What does the well-dressed demonstrator wear these days? Well, if they're Japanese and they're out on the streets of Tokyo's Shibuya district - think Times Square-meets-Carnaby Street - it's Supreme Snapback baseball caps and skinny jeans.
That's the preferred uniform of 23-year-old Aki Okuda, founder of Students Emergency Action for Liberal Democracy (SEALDS). The group has been leading a series of street demonstrations and it was them who brought Shibuya to a standstill recently.
But as well as protesting, an important part of the strategy is to lay on hip DJs, rappers and musicians. With many demonstrators emulating Okuda and turning up in designer gear, and some even carrying crates of vinyl, the movement has been dubbed “apparel activism”.
The tag implies that this is a new thing. It isn't. Dip back through the generations and you'll find there's always been a sartorial dimension to activism.
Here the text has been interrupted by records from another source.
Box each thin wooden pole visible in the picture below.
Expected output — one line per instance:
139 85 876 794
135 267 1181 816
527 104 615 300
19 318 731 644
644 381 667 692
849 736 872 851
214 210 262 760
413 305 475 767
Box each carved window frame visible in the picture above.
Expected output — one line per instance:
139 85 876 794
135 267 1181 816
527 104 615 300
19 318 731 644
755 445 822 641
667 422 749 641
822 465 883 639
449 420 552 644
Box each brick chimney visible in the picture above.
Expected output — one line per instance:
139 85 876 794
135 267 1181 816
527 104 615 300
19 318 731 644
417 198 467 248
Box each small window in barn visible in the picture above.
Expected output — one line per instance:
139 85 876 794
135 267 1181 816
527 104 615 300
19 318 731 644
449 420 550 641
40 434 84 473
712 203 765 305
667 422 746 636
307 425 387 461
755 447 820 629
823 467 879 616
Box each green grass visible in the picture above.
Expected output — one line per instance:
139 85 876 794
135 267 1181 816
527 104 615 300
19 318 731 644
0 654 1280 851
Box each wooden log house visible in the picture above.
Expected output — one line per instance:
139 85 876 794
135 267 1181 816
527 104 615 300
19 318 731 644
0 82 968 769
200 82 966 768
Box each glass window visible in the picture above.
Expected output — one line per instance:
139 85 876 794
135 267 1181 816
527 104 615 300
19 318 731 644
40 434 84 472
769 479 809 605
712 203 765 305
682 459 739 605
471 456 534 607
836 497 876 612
Swap Supreme Snapback baseball caps and Japanese hip-hop for duffle coats and guitar-playing beatniks, swap Tokyo's Shibuya district for the Great West Road running through Maidenhead, and you could be talking about the Aldermaston CND marches of the early 1960s. In fact, looking at the pictures I'm amazed the Aldermaston marches haven't been pinned to a mood board and wheeled out as an inspiration by some designer. For an Autumn-Nuclear Winter collection, naturally. I dare say someone probably took a crate of vinyl along with them then too, though in those days it would have been 78s rather than 12 inch white labels.
Fast forward a decade and you find the hippies marching in cheesecloth and high-waisted flares, which is a feat in its own right, and if you think the politically-inspired musicians of the 1980s Red Wedge movement gave no thought to fashion, you've obviously never seen the photo of them meeting then-Labour leader Neil Kinnock at the House of Commons in November 1985. Paul Weller, in particular, looks quite the peacock.
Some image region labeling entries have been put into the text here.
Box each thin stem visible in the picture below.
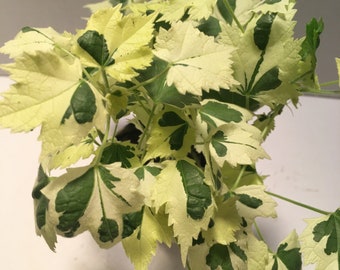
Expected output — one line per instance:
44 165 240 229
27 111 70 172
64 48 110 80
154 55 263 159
320 80 339 87
266 191 331 215
223 0 244 33
231 165 247 190
138 104 157 159
254 221 274 254
93 115 111 165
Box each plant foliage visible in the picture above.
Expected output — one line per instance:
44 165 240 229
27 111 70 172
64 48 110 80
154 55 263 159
0 0 340 270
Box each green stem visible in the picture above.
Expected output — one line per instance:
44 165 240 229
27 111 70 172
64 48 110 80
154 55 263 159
231 165 247 190
320 80 339 87
92 115 111 165
254 221 274 254
266 191 331 215
223 0 244 33
138 104 157 159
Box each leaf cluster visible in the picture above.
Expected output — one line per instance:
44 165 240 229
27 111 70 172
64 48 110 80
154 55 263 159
0 0 340 269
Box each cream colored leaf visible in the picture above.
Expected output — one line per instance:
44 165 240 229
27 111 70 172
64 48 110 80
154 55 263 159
300 213 340 270
220 5 304 106
0 27 72 58
152 161 214 264
154 22 238 95
122 207 172 270
202 199 241 246
335 58 340 86
73 5 156 81
42 163 144 248
0 52 82 132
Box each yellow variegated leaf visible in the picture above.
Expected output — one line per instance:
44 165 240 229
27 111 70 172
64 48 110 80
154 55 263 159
74 5 155 81
266 230 302 270
122 207 172 270
335 58 340 86
202 199 241 245
154 22 238 95
129 0 216 22
0 27 72 58
41 163 144 248
152 161 214 264
0 51 82 132
300 209 340 270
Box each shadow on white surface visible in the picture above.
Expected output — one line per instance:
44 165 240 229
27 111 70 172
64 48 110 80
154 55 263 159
0 77 340 270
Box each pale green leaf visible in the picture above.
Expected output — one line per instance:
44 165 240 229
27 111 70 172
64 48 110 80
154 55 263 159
39 86 107 171
152 161 214 263
202 199 241 245
235 185 277 221
220 5 305 106
73 5 155 81
154 22 238 95
122 207 172 270
129 0 216 22
246 231 269 270
209 123 269 167
32 167 57 251
335 58 340 86
42 163 143 248
300 210 340 270
0 52 81 132
0 27 72 58
266 230 302 270
144 109 195 161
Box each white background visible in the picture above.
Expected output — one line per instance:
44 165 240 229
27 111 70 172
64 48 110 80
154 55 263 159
0 0 340 270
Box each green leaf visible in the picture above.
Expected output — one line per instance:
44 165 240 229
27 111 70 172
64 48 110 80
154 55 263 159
122 207 173 270
98 217 119 243
300 18 324 63
154 21 238 96
300 209 340 270
138 57 198 108
176 160 212 219
237 194 263 209
100 143 135 168
122 211 144 238
313 210 340 258
77 30 114 66
158 111 189 150
55 168 94 237
268 231 302 270
199 100 244 127
71 82 97 124
0 51 81 132
197 17 221 37
254 12 276 51
32 166 57 251
251 67 282 95
216 0 236 24
42 163 144 248
206 244 234 270
151 160 214 263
Even Swampy wasn't an entirely fashion-free zone. For younger readers who don't recall the man born Daniel Hooper, he was an environmental campaigner who underwent 15 minutes of fame in the mid-1990s when he hid in a tunnel to stop a road being built somewhere.
One of his hands was generally shackled to a tree, but with two fingers on the other Swampy signalled his undisguised contempt for all things “establishment”. Not so fashion, however, because Swampy had a pretty acute sense of style. Signature looks included grubby army surplus (these days we'd call it “distressed”), strange hooded tops that seemed to have been knitted from the stuff that bungs up bathroom sinks, and a garment that looks from the pictures like a wet suit. He had a genius for accessorising too: he was wearing head torches way before Orbital.
Swampy never met Neil Kinnock but he did meet David Cameron's mum (she was the magistrate who sentenced him when the boys in blue finally laid hands on him). He also appeared on Have I Got News For You in a waistcoat made from an old sack. For one week only, Paul Merton wasn't the best dressed man in the studio.
Apparel activism? It's as old as the (rolling) stones.